Willette offered the first evaluation to prove that she was a good
employee. Because the evaluation
pertains to Willette's employment conduct prior to 1992, long before the thefts
occurred, its exclusion by the court was not error.
[¶13] The second evaluation, prepared in
January of 1998, was closer in time to the thefts, but also was also properly
excluded. The evaluation is
hearsay, and Willette did not argue at trial its admissibility as either a
business record, M.R. Evid. 803(6), or an admission by a party opponent. M.R. Evid. 801(d)(2).[3] Moreover, Willette's supervisor
testified in the case and could have been asked about her observations of
Willette's performance as a clerk.
[¶14] Willette also contends that the
performance evaluations are character evidence offered to show her reputation
for honesty. "Evidence of a
person's character or a trait of good character is not admissible for the
purpose of proving that the person acted in conformity therewith on a
particular occasion, except . . . evidence of a pertinent trait of character
offered by an accused, or by the prosecution to rebut the same." M.R. Evid. 404(a). Although Willette argues the
performance evaluations exemplify her character, such evidence is limited to
proof by reputation testimony.[4] See State v.
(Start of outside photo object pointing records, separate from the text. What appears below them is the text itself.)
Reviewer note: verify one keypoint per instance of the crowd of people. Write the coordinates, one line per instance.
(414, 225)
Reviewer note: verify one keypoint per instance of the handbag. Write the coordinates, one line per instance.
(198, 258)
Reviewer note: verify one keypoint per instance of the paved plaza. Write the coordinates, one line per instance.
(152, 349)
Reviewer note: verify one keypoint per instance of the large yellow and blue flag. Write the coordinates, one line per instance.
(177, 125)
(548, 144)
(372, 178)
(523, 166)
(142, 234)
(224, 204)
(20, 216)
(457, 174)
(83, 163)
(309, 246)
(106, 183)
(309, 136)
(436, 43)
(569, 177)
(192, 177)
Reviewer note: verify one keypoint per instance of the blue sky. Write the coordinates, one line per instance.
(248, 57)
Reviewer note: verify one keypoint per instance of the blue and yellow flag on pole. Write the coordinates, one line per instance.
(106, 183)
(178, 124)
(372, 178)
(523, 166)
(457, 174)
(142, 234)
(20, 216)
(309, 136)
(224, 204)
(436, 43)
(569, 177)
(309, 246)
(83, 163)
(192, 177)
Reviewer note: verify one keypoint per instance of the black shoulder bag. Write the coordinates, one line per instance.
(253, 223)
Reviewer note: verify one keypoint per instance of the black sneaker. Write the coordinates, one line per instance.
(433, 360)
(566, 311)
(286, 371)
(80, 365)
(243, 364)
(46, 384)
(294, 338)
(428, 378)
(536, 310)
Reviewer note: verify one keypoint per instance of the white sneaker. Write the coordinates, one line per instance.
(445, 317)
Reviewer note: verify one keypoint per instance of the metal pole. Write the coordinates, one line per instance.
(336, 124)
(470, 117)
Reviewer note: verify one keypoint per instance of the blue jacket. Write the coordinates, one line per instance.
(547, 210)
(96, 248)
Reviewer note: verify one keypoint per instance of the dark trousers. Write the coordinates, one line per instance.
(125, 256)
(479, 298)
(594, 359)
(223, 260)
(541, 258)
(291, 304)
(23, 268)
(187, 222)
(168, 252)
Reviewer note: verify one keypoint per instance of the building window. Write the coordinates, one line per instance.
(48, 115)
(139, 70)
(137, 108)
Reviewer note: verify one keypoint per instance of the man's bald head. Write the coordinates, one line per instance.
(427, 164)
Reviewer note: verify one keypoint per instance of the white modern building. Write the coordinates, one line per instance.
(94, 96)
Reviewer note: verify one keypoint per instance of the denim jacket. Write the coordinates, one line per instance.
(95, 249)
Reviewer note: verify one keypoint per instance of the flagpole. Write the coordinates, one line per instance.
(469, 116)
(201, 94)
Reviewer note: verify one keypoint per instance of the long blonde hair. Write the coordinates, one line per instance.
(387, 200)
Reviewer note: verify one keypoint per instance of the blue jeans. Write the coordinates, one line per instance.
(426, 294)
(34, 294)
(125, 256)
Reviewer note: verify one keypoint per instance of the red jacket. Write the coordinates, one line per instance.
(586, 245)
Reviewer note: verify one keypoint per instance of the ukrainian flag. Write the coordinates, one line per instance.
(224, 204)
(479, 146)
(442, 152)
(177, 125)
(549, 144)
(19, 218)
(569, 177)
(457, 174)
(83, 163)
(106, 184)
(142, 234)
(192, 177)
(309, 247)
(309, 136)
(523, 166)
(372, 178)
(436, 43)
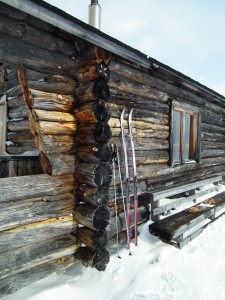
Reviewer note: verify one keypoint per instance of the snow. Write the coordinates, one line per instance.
(155, 271)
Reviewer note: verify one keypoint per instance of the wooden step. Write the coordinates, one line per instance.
(182, 227)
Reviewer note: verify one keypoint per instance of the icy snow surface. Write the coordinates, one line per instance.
(155, 271)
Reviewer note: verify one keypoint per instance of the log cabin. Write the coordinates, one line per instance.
(63, 86)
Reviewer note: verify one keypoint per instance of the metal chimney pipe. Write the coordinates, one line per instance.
(95, 14)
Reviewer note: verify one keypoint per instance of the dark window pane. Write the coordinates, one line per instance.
(187, 124)
(176, 136)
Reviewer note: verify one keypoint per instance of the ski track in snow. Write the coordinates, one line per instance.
(155, 271)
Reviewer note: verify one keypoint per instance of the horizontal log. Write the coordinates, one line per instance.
(21, 147)
(18, 125)
(94, 259)
(19, 112)
(91, 73)
(143, 216)
(212, 153)
(138, 133)
(28, 234)
(89, 92)
(93, 112)
(212, 145)
(212, 128)
(33, 35)
(146, 144)
(17, 52)
(58, 164)
(91, 238)
(20, 136)
(36, 209)
(92, 55)
(20, 280)
(53, 144)
(24, 258)
(94, 133)
(118, 83)
(146, 114)
(53, 128)
(95, 218)
(16, 101)
(26, 187)
(93, 196)
(115, 123)
(94, 152)
(54, 116)
(94, 174)
(165, 85)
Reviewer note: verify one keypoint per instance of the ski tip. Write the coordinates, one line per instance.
(130, 114)
(123, 112)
Wells, 423 A.2d 221, 227
(Me. 1980).
[¶15] In limited
circumstances, where character is an essential element of a charge, "proof may
also be made of specific instances of that person's conduct." M.R. Evid. 405(b). Even assuming, arguendo, that the crime of
theft puts Willette's character "in issue," Willette offered the evaluations,
not to prove specific instances of Willette's honest conduct, but to show that
she was a "good employee." Accordingly,
the trial court neither erred nor acted beyond its discretion in excluding the
evaluations as character evidence.
The entry is:
Judgment
affirmed.
Attorneys for State:
Leanne
Robbin, Assistant Atty. General (orally)
6
State House Station
Augusta,
ME 04333-0006
Attorney
for defendant:
Caroline
J. Gardner, Esq. (orally)
80
Exchange Street
Portland,
ME 04101
[1] 17-A M.R.S.A. § 353(1)
provides:
A person is
guilty of theft if he obtains
or exercises unauthorized control over the property of another with intent to
deprive him thereof.
[2] According to office
procedure, every transaction must be entered in the computer system. Following the entry of a financial
transaction, the computer produces receipts for both the customer and the
court's file, and creates a record of the transaction on a central financial
program, which, in turn, compiles master lists of financial transactions for a
particular time period. The
receipt and record each identify the docket number, the clerk who completed the
transaction, and whether the fee was paid by cash or check.
[3] Admissions by
government employees in criminal cases generally do not fall within the section
801(d)(2) exception to the hearsay rule.
State v. Therriault, 485 A.2d 986, 992 (Me. 1984).
[4] Rule 405(a) provides,
"[i]n all cases in which evidence of character or a trait of character of a
person is admissible, proof may be made by testimony as to reputation. On cross-examination, inquiry is
allowable into relevant specific instances of conduct." M.R. Evid. § 405(a).